Bertrand C. : Nous y recensons 480 maîtres de chien et 561 chiens, toutes spécialités confondues. La gendarmerie a créé en 2003 les premiers groupes d’intervention cynophiles (GIC), au nombre de 38 à ce jour. Chaque GIC est constitué au minimum de trois sous-officiers maîtres-chiens et de cinq chiens. Les équipes cynophiles sont un moyen spécialisé au service de l’ensemble des unités de France, leur répartition et technicité répondent aux exigences missionnelles auxquelles sont confrontées les unités de terrain. Tous les chiens de la gendarmerie sont dressés au centre national d’instruction cynophile de la gendarmerie de Gramat avant d’être affectés dans les unités. De la recherche de stupéfiants, aux explosifs, en passant par les restes humains ou les armes, nous comptons 16 technicités différentes. Chaque technicité possède sa propre doctrine, ses règles spécifiques à suivre.
Civique : Comment développe-t-on une nouvelle technicité ?
Bertrand C. : Ce sont les besoins opérationnels qui déterminent le développement d’une nouvelle technicité et nous font évoluer en termes de doctrine. Par exemple, la dernière technicité en date, la recherche d’explosifs sur des personnes en mouvement (REXEPMO), a été mise en place face aux nouvelles menaces terroristes qui se sont développées et avec la tenue de l’Euro 2016 sur notre territoire. Le DGGN avait décidé, fin 2015, de s’orienter vers une capacité de détection d’explosifs au cœur même de la foule. A partir de là, le centre de Gramat a réfléchi, analysé ses savoir-faire, regardé les expérimentations que la gendarmerie était capable de faire. En fonction des résultats des premières expérimentations, nous avons été convaincus que nous pouvions initier cette technique particulière en toute sécurité et en conservant le niveau de performance des équipes cyno de la gendarmerie. Les résultats ont été très probants pendant l’Euro 2016 et depuis nous engageons régulièrement ces équipes REXPEMO notamment sur les championnats du monde de handball en janvier dernier, la coupe du monde de hockey, Roland-Garros, le tour de France, et d’autres manifestations de grande ampleur qui génèrent de la foule. Ce fut également le cas après l’attentat d’Orly où nous avons été engagés pour la sécurisation des aérogares.
Civique : Quelles sont les unités qui comptent des chiens dédiés ?
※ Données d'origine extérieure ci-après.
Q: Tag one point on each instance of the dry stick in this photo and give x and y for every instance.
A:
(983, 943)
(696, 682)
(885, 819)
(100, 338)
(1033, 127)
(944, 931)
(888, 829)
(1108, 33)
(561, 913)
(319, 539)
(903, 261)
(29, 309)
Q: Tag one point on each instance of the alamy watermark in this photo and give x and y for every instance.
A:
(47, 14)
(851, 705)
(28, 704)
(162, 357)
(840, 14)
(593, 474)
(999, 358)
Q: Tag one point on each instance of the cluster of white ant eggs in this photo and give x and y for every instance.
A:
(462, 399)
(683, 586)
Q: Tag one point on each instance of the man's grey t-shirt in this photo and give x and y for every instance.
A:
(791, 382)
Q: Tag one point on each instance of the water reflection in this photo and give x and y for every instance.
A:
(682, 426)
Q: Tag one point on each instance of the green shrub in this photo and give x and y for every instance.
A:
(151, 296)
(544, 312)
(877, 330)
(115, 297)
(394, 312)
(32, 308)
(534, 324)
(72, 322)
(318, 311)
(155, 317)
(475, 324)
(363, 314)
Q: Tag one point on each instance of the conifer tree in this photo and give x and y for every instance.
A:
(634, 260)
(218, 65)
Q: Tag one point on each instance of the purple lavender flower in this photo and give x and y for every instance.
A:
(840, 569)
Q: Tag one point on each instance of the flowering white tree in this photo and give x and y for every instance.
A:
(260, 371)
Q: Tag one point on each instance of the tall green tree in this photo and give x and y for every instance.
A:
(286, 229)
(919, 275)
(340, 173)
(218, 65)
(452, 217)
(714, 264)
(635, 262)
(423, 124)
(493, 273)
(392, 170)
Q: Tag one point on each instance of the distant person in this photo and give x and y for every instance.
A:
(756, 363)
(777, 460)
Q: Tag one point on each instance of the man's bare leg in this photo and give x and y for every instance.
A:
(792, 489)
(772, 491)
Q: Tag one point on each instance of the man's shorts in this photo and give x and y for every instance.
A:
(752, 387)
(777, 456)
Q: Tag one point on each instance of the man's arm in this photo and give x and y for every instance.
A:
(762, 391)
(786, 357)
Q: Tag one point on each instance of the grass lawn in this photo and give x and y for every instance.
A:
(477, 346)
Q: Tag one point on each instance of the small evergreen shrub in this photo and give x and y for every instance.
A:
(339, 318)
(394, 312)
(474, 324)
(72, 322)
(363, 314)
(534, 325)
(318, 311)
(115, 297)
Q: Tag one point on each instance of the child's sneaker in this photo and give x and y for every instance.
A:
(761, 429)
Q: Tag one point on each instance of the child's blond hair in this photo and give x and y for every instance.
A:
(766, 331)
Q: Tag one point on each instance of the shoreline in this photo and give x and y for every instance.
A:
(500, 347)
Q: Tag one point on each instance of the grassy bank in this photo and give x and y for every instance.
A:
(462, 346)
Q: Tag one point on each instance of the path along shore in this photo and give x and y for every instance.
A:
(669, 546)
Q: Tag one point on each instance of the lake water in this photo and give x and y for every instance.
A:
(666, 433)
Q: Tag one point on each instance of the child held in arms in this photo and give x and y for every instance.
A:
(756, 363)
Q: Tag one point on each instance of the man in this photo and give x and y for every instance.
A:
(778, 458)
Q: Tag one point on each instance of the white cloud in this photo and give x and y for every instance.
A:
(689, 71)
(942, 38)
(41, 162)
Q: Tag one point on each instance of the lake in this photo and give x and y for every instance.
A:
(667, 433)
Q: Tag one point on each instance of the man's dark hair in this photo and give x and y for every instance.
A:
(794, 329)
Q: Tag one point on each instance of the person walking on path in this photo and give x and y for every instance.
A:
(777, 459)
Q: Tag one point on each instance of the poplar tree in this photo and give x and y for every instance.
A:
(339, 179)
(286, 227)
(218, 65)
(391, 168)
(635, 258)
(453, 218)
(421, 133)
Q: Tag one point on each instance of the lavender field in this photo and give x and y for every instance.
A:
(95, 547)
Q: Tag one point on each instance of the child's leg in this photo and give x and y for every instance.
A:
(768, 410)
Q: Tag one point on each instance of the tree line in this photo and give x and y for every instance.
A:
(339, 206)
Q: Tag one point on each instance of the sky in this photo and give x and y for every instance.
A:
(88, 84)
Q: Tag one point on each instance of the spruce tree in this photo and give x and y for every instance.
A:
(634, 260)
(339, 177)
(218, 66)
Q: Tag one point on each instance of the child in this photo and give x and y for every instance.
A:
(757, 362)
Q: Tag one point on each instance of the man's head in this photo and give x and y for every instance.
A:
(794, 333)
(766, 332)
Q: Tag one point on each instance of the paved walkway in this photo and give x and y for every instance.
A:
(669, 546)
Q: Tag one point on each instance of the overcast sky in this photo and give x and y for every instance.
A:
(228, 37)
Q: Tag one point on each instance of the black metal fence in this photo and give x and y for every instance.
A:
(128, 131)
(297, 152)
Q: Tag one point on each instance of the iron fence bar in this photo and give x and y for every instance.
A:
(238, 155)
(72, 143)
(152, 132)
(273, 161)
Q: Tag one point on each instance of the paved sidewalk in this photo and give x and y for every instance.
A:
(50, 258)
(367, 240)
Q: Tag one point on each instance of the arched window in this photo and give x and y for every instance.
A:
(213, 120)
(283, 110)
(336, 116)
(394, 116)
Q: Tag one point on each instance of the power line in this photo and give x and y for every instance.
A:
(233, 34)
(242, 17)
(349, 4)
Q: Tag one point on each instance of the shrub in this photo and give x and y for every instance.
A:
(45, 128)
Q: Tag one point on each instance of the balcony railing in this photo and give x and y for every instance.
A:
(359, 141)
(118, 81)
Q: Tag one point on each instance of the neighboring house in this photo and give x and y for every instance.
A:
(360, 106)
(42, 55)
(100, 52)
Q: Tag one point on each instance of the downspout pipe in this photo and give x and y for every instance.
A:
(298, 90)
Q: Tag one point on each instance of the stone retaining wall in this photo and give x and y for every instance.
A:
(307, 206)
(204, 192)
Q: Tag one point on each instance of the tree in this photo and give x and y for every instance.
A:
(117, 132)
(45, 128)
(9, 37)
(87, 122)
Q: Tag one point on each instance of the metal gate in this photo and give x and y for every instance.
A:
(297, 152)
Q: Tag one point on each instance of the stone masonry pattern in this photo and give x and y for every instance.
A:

Bertrand C. : L’organisation cynophile en gendarmerie correspond à l’organisation territoriale des unités avec le cas particuliers des gendarmeries spécialisées telles que la gendarmerie des transports aériens et la gendarmerie maritime) (pour la recherche d’explosifs et de stups sur les zones aéroportuaires et portuaires) mais également du GIGN (chiens explosifs et assaut). Ces équipes sont affectées majoritairement dans des PSIG (peloton de surveillance et d’intervention de la gendarmerie) ou des GIC (groupe d’investigation cynophile)Dans les PSIG il s’agit principalement d’équipes à technicité multiples: piste/défense, stups/défense ou même stupéfiants armes-munitions et billets Dans certaines affaires tout est lié, si on recherche des stupéfiants, on peut aussi trouver des armes ou des billets.. Par contre dans les GIC il s’agira plus de technicité unique (explosif, piste,…). Certaines technicités ne sont pas compatibles entre elles, nous avons par exemple fait le choix de ne pas marier la recherche d’explosifs avec celle des armes et des munitions, car le gendarme ne réagira pas de la même manière si son chien détecte chez un individu une ceinture explosive ou une arme.